China Does not Fare Well
Chinese steel mills struggled with defaulting on, or deferring shipments of iron ore in the millions of tons. The industry is so bearish presently; buyers are looking for spot discounts of ($10-$15) from the index-based price. Even larger discounts are being asked for when plan material is being inquired about. Large steel magnates that have offered loans to private individuals are no longer doing that. Private steel mills are running short on capital as prices for steel products continues to decline while sales keeps shrinking. Some have reported that the current situation is even worse than the economic crisis in 2008, and many private steel mills will go bankrupt in half a year if the industry gloom continues. Even the private steel trading companies are on the verge of collapse. Zhang Changfu, secretary-general of the CISA, told media earlier:
“Companies in the steel sector should be prepared for a long-term depression.”
A government bailout is what industrialists think is the apparent answer. When iron prices rapidly declined in 2008, the price bottomed at $60 per ton the following year. It was assumed the Chinese government would step in and would turn things around with some sort of stimulus and revive demand. Well, it happened and the prices again soared but since the peak of $200 a ton in 2010, policies have been tightening and the slide has brought the price under $100 once more. When the ore price fell, he reminisced, he and his fellow traders were not pessimistic because they correctly assumed that the Chinese government would step in with an economic stimulus to offset the crisis and so revive demand. So everyone is waiting for another government bailout while the government makes ominous announcements.

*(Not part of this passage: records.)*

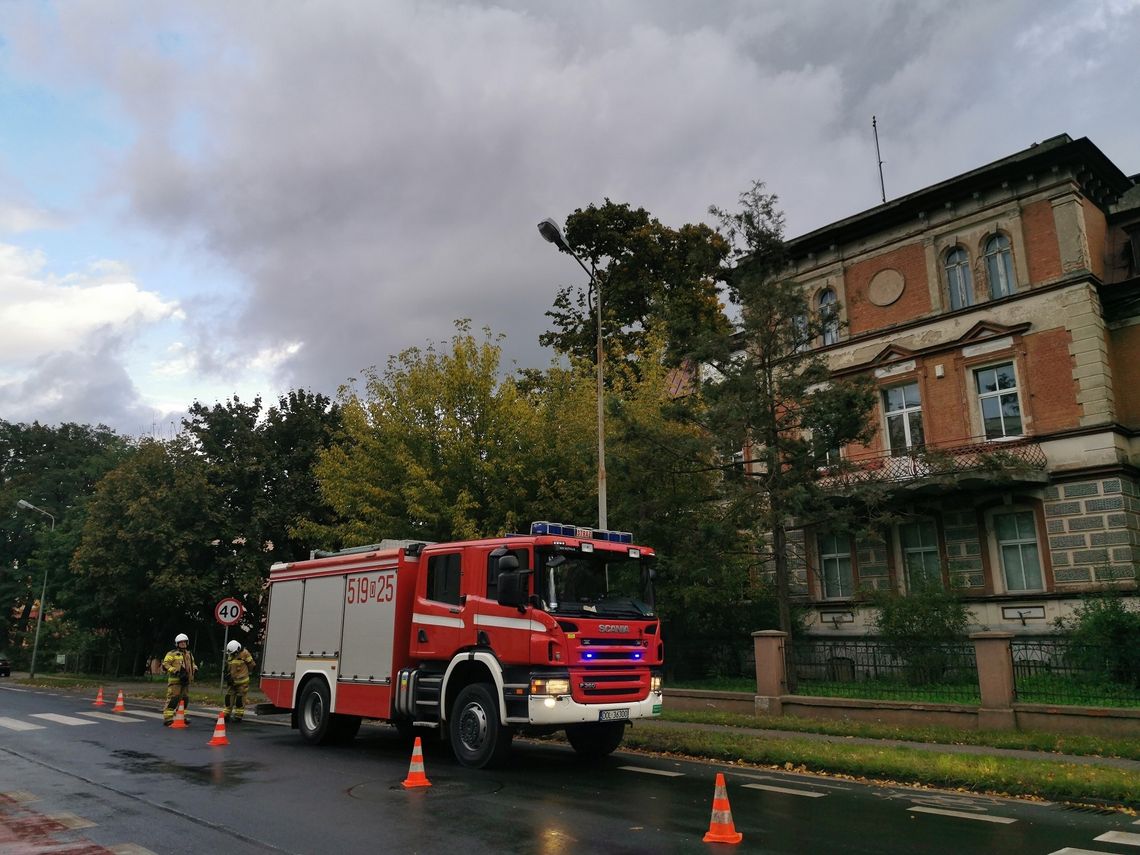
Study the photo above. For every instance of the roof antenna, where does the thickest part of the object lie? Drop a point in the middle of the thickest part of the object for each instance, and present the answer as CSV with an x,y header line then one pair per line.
x,y
882,187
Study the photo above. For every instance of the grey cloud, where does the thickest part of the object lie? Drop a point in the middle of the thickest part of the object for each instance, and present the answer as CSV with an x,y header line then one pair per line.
x,y
375,170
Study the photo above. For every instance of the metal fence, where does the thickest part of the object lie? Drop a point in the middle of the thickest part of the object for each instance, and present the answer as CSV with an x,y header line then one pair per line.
x,y
1057,670
944,673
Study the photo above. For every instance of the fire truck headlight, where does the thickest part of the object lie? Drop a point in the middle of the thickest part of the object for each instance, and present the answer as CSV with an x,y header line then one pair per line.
x,y
553,685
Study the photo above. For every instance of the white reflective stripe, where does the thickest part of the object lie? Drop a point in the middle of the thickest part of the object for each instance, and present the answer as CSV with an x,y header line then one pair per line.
x,y
961,814
113,717
59,719
1124,838
15,724
645,771
787,790
534,626
437,620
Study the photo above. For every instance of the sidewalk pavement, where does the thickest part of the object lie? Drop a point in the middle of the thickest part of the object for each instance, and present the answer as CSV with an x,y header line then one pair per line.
x,y
157,687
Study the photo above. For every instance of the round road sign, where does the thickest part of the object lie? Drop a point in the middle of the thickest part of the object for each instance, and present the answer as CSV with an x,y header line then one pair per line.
x,y
228,611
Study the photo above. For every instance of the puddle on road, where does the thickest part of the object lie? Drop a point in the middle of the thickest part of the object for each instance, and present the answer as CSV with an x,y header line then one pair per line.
x,y
217,773
440,788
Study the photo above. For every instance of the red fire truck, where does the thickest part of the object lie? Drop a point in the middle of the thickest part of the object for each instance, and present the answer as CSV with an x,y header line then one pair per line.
x,y
477,640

But the powers that be in China do not believe the bottom has been reached yet. There are more difficult times ahead and price stability is not guaranteed to happen. Macroeconomic regulations put into place have yet to bare fruit. These are the words of the government so what is the iron industry suppose to do? I guess pray! There are no guarantees.
It is not only China; the global steel industry continues to face the problems of economic slowdown. And it is this slowdown that restrains the growth of the global steel industry. Steel has reached a consensus to slow down economic growth for developed countries that undergo sovereign debt crisis. The emerging markets grow better, but inflationary pressures have raised and the risk of economic hard landing increased. These things all have a negative affect upon the steel industry.